Emak yang mendapat perintah dari suaminya segera bangkit lalu berjalan menuju ke kamar mereka. Tak lama kemudian wanita yang sudah berumur namun masih terlihat gesit itu  pun keluar sambil menenteng sebuah kantong kresek berwarna hitam yang dibungkus dengan kain taplak meja. Aku hampir terbelalak lantaran benda yang ditenteng Emak itu cukup besar, itu artinya uangnya memang tidak main-main.

"Ini," kata emak sambil menaruh bungkusan itu di hadapan Mas Fikri.

"Apa kamu masih menolak melihat uang sebanyak itu?" Bapak menatap anak bungsunya.

"Utamakan dulu kesejahteraan Bapak dan Emak di sini. Aku ini masih muda, masih kuat untuk bekerja keras. Sementara Bapak sudah tua, sudah seharusnya beristirahat." Mas Fikri belum juga mau menerima uang itu. Terkadang aku kesal juga pada prinsip suamiku ini. Pantang baginya menerima belas kasihan orang lain, ia lebih suka bekerja keras ketimbang mendapat bantuan. Tapi ini kan pemberian orang tuanya. Apa masih mau ditolak juga?

"Ini adalah uang setelah dibagi dua dengan kakakmu. Bapak sudah mengambil bagian untuk membeli sepetak sawah di dekat milik Haji Sobari. Juga dua ekor kambing dan dua ekor sapi. Itu cukup buat Bapak." Bapak kemudian menggeser kantong kresek itu agar lebih mendekat ke arah Mas Fikri. Bukannya menerima Mas Fikri malah menoreh ke arahku, seakan meminta persetujuanku.

"Itu bagianmu, Fikri. Jangan ditolak lagi." Emak menegaskan. Akhirnya aku pun mengangguk samar.

"Uang itu bisa kamu gunakan untuk memperbaiki rumah peninggalan orang tuanya Nurma, juga memperbesar usahamu. Belilah kendaraan yang layak supaya anak dan istrimu tidak kehujanan dan kepanasan. Bapak rasa uang itu cukup."

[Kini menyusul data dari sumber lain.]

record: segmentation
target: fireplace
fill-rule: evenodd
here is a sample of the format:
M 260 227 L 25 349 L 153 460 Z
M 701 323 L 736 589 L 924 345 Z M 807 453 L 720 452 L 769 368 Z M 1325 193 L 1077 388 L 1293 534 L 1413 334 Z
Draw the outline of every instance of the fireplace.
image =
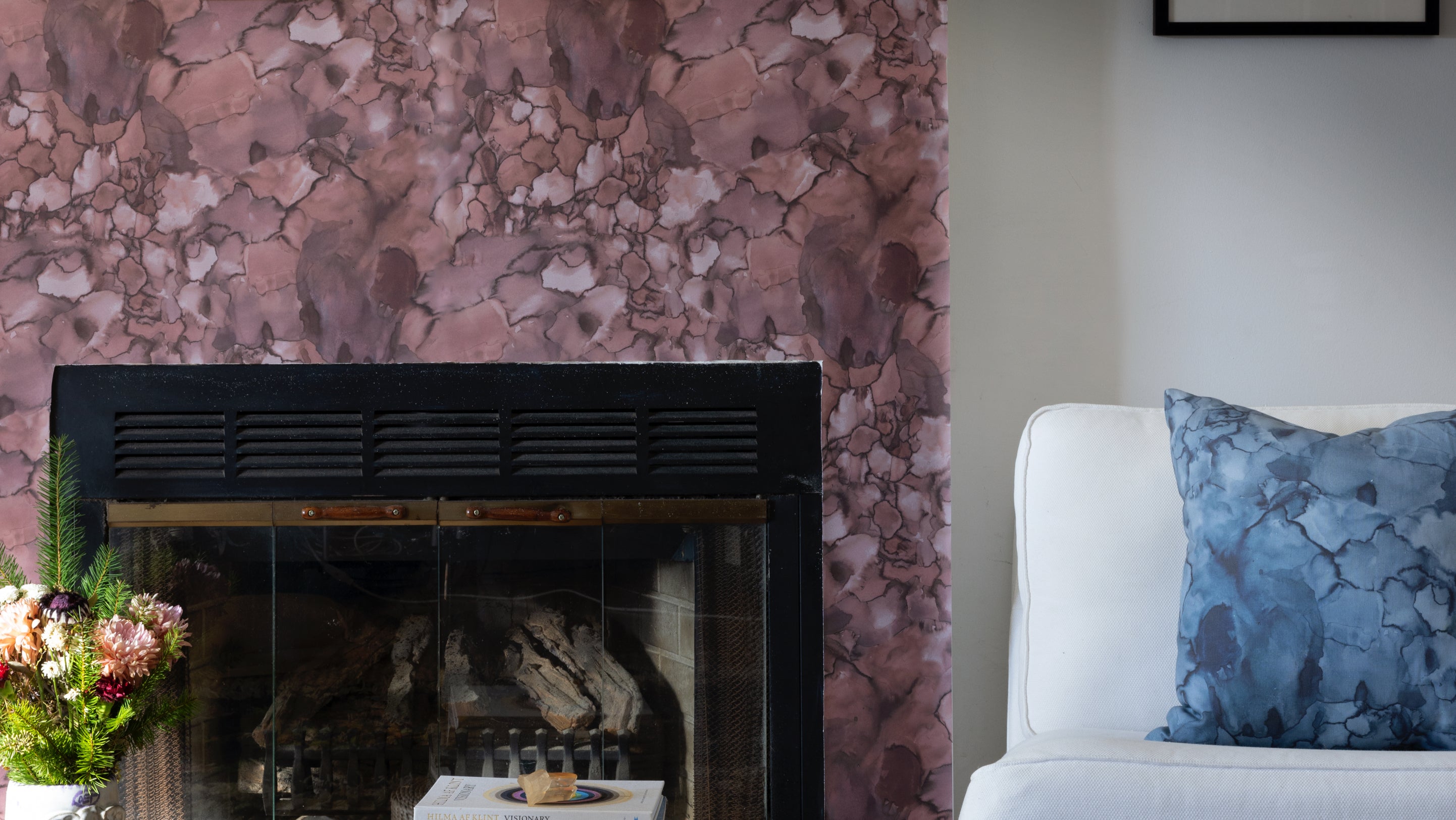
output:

"Sebenarnya ... kami sudah tidak tinggal di rumah peninggalan orang tuanya Nurma lagi, Pak." Mas Fikri sepertinya ragu memberitahu Bapak perihal rumah itu. Kami memang belum sempat bercerita tentang rumah dan bengkel yang dijual oleh kedua Abangku.

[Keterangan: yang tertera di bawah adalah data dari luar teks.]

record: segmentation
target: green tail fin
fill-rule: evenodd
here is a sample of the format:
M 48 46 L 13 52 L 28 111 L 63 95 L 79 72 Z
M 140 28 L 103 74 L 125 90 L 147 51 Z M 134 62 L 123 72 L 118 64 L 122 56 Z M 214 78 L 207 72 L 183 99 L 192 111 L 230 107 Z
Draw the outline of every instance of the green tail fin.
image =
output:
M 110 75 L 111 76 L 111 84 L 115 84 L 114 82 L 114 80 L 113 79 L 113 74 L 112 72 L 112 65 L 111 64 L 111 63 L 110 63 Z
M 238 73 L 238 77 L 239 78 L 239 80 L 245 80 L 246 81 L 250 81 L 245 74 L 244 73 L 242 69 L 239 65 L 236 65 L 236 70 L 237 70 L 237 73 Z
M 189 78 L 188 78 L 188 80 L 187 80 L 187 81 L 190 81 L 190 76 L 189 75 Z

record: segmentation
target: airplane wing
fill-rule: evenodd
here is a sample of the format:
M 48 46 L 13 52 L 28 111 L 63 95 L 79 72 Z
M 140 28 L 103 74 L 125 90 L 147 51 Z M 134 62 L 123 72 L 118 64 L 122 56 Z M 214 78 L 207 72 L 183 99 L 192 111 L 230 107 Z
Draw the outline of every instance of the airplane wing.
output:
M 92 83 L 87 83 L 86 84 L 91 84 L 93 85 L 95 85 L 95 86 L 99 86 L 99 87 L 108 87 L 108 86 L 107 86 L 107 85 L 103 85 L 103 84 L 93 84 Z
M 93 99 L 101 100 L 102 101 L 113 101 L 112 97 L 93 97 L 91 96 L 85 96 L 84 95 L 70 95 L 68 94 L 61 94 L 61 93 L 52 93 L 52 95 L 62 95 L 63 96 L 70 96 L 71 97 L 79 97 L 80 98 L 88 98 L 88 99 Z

"Maksud kamu apa?" Bapak dan Emak terperangah.

Mas Fikri kemudian menceritakan kejadian yang baru saja kami alami beberapa minggu yang lalu. Bapak terlihat manggut-manggut, sementara Emak beberapa kali membuang nafas berat.

"Kamu yang sabar, ya, Nur. Rezeki itu tidak akan tertukar, buktinya ini. Di saat kamu kehilangan harta peninggalan orang tuamu. Allah mengirimkannya lewat kami. Sebenarnya wacana pembebasan lahan ini sudah lama terdengar, namun tidak juga terjadi. Ternyata Allah sedang menunggu momen yang tepat untuk kalian." Emak mengusap tanganku membuatku seketika menjatuhkan diri di pelukannya.

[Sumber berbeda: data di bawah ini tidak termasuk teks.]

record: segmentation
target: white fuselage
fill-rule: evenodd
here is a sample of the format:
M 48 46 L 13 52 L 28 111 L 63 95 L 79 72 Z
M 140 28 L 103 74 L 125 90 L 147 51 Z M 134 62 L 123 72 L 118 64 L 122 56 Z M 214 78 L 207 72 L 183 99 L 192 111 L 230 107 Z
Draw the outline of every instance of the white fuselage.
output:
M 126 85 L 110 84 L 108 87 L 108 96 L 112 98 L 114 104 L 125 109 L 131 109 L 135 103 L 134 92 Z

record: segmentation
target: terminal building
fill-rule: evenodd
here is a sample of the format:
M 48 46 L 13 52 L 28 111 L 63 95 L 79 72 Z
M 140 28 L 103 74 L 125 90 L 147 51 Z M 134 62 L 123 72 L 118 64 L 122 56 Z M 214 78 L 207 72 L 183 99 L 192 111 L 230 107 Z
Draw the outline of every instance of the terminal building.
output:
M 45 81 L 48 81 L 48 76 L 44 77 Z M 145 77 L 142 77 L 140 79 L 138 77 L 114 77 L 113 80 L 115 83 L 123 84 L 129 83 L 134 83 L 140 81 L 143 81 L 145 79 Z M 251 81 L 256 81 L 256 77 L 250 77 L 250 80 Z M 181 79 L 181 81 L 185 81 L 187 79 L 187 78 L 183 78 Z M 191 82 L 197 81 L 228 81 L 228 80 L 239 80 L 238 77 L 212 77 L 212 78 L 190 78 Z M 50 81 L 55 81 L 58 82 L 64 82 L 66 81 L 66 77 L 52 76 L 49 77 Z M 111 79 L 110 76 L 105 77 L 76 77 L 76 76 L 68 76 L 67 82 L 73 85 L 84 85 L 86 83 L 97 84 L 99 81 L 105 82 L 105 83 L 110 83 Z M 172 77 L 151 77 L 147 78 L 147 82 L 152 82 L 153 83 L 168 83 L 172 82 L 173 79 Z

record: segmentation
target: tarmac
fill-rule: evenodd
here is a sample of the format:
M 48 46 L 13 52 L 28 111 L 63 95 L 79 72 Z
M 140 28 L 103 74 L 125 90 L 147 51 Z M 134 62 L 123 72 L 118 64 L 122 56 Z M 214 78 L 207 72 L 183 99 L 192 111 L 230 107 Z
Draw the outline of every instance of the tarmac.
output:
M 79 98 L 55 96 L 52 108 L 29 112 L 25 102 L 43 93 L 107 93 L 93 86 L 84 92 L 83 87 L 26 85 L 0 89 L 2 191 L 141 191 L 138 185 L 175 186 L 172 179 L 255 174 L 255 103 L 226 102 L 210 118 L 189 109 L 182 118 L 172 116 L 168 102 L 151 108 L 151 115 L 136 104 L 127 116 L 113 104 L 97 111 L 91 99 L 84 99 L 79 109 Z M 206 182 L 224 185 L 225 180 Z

"Itu hakmu, Nurma. Kalau bisa kamu perjuangkan. Tapi kalau kedua Kakakmu bersikeras, sudah ikhlaskan saja. Gunakan uang ini untuk membeli rumah dan memulai lagi usaha kalian." Bapak menimpali.

Mendengar kalimat itu terucap dari bibir Bapak mertuaku aku tidak bisa berkata-kata. Yang kulakukan saat ini hanya terdiam sampai terisak dipelukan Emak. Jika teringat pada kedzoliman kedua kakak laki-lakiku, hatiku terasa perih. Tapi memang ternyata benar, bahwa Allah tidak pernah tidur. Di saat aku kehilangan banyak, kami mendapatkan ganti yang lebih banyak lagi.

"Bismillah, Dek. Dengan uang ini kita akan membuktikan ada Bang Usman dan Bang Halim, bahwa sekuat apapun mereka menahan rezeki kita, jika Allah yang memberi maka akan didatangkan dari jalan yang lain." Ucapan Mas Fikri membuat aku semakin terisak lagi, namun sesaat setelah itu aku menjauhkan diri dari pelukan Emak, lalu mengusap pipiku. Setelah ini aku harus memikirkan cara supaya kedua kakakku itu jera.